The impact of digital technology is still widely underestimated in Europe. We need a wake-up and a shake-up.
This is the warning Erkki Likanen, European Commission official responsible for information technology, gave to officials attending a European Parliament Internet Summit in Madrid, Spain in January, 2000.
Hearing of the America Online-Time Warner merger, officials at the Summit realized Europe has yet to produce a continent-spanning Internet company. Reminded of US Internet dominance, these European leaders vowed to "jump-start their own high-tech sector and catch their trans-Atlantic rivals."
The Summit reviewed these facts:
- About 10% of European homes are connected to the Internet, compared to nearly half of the homes in the U.S.
- More than 90% of the Internet’s content is in English.
- U.S. companies dominate the global e-world.
- Reasons for Europe’s trailing the U.S. were given:
- Regulations and cultural factors discourage entrepreneurs from taking risks.
- The continent lacks a well-developed venture-capital industry to back promising ideas.
- Telecommunications prices are too high to allow consumers the endless Web surfing that made the Internet a mass medium in the U.S.
Joseph Pique, Spain’s industrial minister, commented on the AOL-TimeWarner merger:
This merged company represents 60% of Spanish GDP. We need to be very ambitious. We can’t be mere followers of the U.S. or Japan.
Here are the recommendations of Madrid’s January Summit:
- Tax code changes to encourage companies to grant stock options.
- Easier immigration of skilled tech workers from outside Europe.
- Creation of a European version of the Nasdaq tech-heavy stock market.
- Harmonizing regulations among EU’s 15 members.
Although these recommendations will be noted, "few expect dramatic results."
QUESTIONS FOR REFLECTION AND DISCUSSION
- What are the dangers in U.S. dominance of the Internet?
- How can this dominance be diminished?
- What unique contributions might European countries make to the development of the Internet?
- Does the Internet need a universal language? What should it be? And if so, what place should other languages play? If not, how will the many languages be managed?
- How can we make sure the Internet will be a World Wide Web?
- We can hardly imagine future global communications apart from the Internet. It is bound to play an important role in the emerging global village.
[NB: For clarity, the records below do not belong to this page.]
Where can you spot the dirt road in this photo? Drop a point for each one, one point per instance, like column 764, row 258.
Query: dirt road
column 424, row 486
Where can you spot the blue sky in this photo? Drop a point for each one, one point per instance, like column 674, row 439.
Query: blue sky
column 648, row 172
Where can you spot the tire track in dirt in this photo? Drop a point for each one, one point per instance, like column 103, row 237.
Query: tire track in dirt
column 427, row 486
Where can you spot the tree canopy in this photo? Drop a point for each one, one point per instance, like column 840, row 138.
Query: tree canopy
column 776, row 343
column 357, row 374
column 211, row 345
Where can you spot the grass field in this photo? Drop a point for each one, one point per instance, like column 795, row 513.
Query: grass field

- Traditional structures, like extended and even nuclear familie—along with traditional moral systems, have eroded in recent times.
- New freedoms that children enjoy, such as viewing the many channels of TV, playing video games, and surfing the Net, call for a firm moral foundation from which to make healthy, on-going decisions.
- Parents need supplementary help from dedicated teachers and youth workers.